Welcome to our Featured Play Spotlight. Dive into Commedia Chekhov! This lively adaptation by Lindsay Price introduces your students to Anton Chekhov through the vibrant, over-the-top world of Commedia dell’Arte.
Featuring The Proposal, The Anniversary, and The Bear, these short plays blend classic Commedia traits with themes of love, money, and hunger—perfect for classwork, competitions, and showcases!
Let's hear from the author!
I love "what if" questions when I write plays. So, what if a realist playwright was combined with a highly physical stock character form? As a writing challenge, I wanted to explore both worlds and find out how they fit together. Where are they on the same page? Surprisingly, there is a lot of overlap. Can Chekhov be played through the lens of commedia? It’s been a great experience and I hope you feel the same!
Commedia is all about love, money and hunger and all three themes come up in each of the plays in Commedia Chekhov to the extreme!
The physical extremes all the characters go to to get what they want. My favourite example in The Proposal when all three characters use the "good chair" to demonstrate status or thrust status on someone else.
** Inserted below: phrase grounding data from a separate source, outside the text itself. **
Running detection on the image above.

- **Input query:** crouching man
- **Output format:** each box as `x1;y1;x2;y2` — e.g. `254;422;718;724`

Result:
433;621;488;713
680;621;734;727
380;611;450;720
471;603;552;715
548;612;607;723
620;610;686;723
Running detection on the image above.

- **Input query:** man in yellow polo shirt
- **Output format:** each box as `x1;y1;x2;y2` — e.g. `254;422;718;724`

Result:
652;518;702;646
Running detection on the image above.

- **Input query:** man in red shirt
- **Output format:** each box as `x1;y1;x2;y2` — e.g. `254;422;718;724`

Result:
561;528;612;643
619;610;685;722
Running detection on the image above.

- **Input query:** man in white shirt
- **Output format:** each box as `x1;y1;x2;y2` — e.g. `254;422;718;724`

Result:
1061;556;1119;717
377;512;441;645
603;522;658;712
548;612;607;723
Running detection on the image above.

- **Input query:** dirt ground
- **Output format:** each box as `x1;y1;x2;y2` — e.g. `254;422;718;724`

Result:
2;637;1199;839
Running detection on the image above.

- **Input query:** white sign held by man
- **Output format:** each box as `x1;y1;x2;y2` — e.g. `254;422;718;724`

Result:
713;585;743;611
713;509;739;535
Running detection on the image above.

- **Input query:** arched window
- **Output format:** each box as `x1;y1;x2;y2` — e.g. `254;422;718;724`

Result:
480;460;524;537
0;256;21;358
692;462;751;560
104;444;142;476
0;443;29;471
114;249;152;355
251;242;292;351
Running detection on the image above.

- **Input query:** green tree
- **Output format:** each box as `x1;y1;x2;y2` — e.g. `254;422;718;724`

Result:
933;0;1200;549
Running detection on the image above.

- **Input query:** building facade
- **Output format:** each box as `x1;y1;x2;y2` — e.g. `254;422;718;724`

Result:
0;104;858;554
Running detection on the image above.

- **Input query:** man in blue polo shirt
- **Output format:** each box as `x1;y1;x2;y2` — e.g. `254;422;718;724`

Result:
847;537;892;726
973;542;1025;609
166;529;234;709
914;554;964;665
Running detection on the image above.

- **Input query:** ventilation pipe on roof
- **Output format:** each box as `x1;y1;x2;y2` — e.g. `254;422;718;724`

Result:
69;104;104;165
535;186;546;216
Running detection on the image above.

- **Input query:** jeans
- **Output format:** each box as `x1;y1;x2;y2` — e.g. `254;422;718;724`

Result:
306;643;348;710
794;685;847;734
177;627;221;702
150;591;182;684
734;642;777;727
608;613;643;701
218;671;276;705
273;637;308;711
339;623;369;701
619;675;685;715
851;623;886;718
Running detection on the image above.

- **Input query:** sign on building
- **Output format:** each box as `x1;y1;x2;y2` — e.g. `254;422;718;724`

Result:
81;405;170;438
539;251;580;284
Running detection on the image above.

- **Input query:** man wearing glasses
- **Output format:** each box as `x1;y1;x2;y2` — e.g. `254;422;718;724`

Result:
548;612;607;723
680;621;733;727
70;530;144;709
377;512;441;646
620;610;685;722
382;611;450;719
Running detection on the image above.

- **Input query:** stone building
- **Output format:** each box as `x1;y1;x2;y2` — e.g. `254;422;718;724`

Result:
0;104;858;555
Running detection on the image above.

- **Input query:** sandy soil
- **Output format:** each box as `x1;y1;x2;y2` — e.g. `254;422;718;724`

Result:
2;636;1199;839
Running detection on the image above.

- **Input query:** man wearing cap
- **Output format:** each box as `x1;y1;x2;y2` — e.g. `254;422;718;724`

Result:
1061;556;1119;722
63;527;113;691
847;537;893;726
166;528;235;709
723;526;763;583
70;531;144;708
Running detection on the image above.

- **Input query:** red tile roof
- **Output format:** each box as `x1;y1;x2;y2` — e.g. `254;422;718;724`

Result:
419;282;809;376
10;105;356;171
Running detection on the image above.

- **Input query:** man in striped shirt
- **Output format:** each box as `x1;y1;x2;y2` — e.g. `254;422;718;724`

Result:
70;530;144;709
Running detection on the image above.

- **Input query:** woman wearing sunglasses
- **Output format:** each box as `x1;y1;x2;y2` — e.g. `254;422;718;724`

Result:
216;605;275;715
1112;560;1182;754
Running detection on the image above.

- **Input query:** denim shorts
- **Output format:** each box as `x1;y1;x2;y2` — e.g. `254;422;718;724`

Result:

I encourage and strongly suggest you and your students read the stage directions. Normally, I’m a strong advocate of writers putting what they want presented on stage in the text. If it’s in the text then it’s in the character and the story. But rules are always meant to be broken and in this case, the stage directions will give your students some inspiration into how they can physicalize the characters within a commedia context.
For example, there are a number of lazzi in the script and they are entirely written in the stage directions. The physical is the most important element of these characters and that won’t always come out in the text. Can your students and should your students find their own interpretation? Of course! But the stage directions are going to give you a good running start.
If you study commedia dell'arte as part of your curriculum, this play would be an excellent opportunity to explore the character aspects of commedia and character physicalization with your students.
Merchutkina from The Anniversary is not a commedia master (vecchi) type character (the ones who generally have power) but she is high status from beginning to end. She never gives up. She never lets someone who “seems” higher status have the upper hand. She would be SO much fun to play!
Merchutkina spends the play trying to get her husband's money and she tries everything and anything to do so. When she's called out for lying about the fact that she said she was an orphan she says: "I’m an emotional orphan. This is triggering!"